El hombre invisible por Leonardo Sanhueza


Diario Las Últimas Noticias
Martes 25 de agosto de 2015

Quizás ha sido el mundo virtual el responsable
de que haya prácticamente desaparecido de nuestro imaginario
una de las fantasías más atractivas de antaño: ser invisible.

En la práctica, buena parte de la existencia humana
ha ingresado en una zona impersonal
en que nadie es quien es, ni se ve como tal,
ni se llama como se llama.

Es, como se suele decir,
un personaje de sí mismo,
un espectro cuya visibilidad no es directa
ni depende del sentido de la vista.

Los miedos 
o deseos asociados a no ser visto 
han quedado dislocados, 
no tienen punto de apoyo en la siquis.

Sea como sea, la figura del hombre invisible
me ha estado rondando en los últimos días.

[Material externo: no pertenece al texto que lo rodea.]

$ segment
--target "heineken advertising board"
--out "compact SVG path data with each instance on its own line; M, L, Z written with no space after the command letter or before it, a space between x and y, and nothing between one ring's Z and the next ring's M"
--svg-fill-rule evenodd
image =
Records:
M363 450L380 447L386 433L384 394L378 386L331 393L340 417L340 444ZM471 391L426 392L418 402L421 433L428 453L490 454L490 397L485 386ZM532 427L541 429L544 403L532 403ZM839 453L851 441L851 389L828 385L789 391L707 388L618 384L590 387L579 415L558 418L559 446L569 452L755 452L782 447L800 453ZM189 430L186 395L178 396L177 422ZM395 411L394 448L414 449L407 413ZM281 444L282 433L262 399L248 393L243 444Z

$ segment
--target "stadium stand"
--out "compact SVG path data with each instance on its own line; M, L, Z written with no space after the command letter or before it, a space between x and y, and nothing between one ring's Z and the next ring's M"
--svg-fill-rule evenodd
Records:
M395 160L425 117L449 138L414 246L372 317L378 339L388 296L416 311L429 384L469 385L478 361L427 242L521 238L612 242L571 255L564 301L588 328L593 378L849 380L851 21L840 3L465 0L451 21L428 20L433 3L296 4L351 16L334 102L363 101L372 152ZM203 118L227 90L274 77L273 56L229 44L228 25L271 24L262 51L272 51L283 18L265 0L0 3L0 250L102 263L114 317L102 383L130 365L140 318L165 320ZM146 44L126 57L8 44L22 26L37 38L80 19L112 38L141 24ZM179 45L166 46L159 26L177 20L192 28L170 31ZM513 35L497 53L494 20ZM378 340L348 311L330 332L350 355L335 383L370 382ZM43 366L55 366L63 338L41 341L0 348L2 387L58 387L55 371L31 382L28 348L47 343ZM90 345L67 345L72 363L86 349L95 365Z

Todo comenzó la semana pasada,
cuando el sensor de una puerta de apertura automática
me hizo la desconocida y, con toda la ridiculez imaginable,
quedé con la nariz pegada a los vidrios cerrados.

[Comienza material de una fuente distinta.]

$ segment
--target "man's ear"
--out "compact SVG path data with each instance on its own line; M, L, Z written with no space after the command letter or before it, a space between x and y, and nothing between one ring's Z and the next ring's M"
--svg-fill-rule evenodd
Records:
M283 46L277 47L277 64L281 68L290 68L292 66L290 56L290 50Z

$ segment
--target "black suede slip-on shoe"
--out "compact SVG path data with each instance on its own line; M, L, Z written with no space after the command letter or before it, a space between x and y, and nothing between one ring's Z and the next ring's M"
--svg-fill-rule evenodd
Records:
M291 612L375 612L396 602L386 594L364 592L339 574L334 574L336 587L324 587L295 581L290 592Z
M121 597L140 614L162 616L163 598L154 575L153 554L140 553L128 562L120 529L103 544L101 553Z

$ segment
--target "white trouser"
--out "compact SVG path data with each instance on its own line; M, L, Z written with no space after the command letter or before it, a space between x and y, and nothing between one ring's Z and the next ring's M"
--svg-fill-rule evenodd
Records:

Es cierto que soy muy flaco 
(«más delgado de lo que conviene 
al filo del espíritu», diría Saint-John Perse),
pero otra cosa es ser invisible,
por un instante al menos.

No sé si fue una manifestación
del «niño que uno lleva dentro»,
pero un lento escalofrío me escobilló el espinazo.

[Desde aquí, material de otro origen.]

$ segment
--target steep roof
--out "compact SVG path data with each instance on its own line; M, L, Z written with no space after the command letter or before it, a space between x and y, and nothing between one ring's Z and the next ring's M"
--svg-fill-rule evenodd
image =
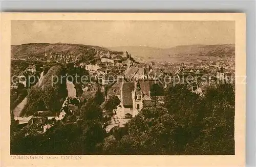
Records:
M132 92L134 89L133 82L127 82L123 84L122 87L122 103L123 106L133 105Z
M145 69L137 67L131 67L124 74L127 78L132 78L135 75L144 75L145 74Z

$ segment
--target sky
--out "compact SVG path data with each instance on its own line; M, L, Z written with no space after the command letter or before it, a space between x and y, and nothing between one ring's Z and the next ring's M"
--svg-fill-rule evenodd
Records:
M231 21L13 20L11 43L158 48L234 44L234 27Z

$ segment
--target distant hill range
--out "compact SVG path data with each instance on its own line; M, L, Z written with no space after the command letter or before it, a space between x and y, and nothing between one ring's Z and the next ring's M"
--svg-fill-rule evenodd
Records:
M19 45L11 45L12 59L45 59L45 53L49 55L64 54L72 56L72 60L78 59L83 61L100 60L100 55L106 53L109 49L97 46L85 45L77 44L58 43L28 43Z
M97 46L58 43L50 44L28 43L12 45L11 58L26 60L45 59L48 55L70 55L71 60L79 62L95 63L100 61L100 56L109 51L128 51L135 60L141 62L170 61L195 63L196 60L210 57L234 59L234 44L192 45L178 46L170 48L159 48L147 46L120 46L104 48ZM49 57L47 58L49 59ZM57 58L58 59L58 58Z
M234 44L182 45L170 48L147 46L120 46L109 48L116 51L127 51L138 61L193 61L194 59L234 58Z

Desaparecer sin desaparecer, estar sin estar,
rozar la realidad sin ser parte de ella:
de un solo golpe me volvió 
esa extraña sensación que ya creía olvidada 
entre los cachureos de la memoria infantil.

Como si hubiera sido poco, 
al día siguiente volví a ser invisible.

Mientras esperábamos 
la luz verde del semáforo,
el auto que estaba delante del mío
empezó a retroceder, lenta 
e inexplicablemente hasta que me chocó.

El chofer se bajó y, muy sonriente, me dijo:
«No me lo vas a creer, eres invisible al espejo».

O sea, para seguir con los recuerdos de infancia,
resulta que además soy vampiro.

Cuando chico ser invisible 
me parecía una idea bella pero espantosa,
tan abismante como la noción de infinito.

Como atributo, 
era una anfisbena 
que se mordía la cola, 
pues al mismo tiempo 
que representaba cierta felicidad,
producida por la facultad 
de ver sin ser visto, como también 
por la de poder jugar
con la existencia de los otros
gastándole todo tipo de bromas,
en su revés se trizaba para siempre
la frontera entre un ser humano
y su propio fantasma, 
de modo que el atributo 
se convertía en una condena 
a la soledad perpetua de los monstruos.

Esa condena es justamente el principio
que sustenta El hombre invisible,
la novela de H. G. Wells: 
el miedo que produce en los otros
un ser invisible y el mal que se incuba
en el monstruo por su condición.

Ahora eso ha caducado,
ya que la visibilidad
no representa gran cosa
y la fantasía de ser invisible
ha llegado a ser incluso cómica:
basta ver la película para 
reírse un rato de algo espantoso.

No creo que sea la pérdida de la inocencia
lo que se verifica cuando las representaciones
del miedo se vuelven ridículas.

Más bien se trata 
de la transformación de las certezas, es decir,
de los lugares en que la imaginación tira sus anclas.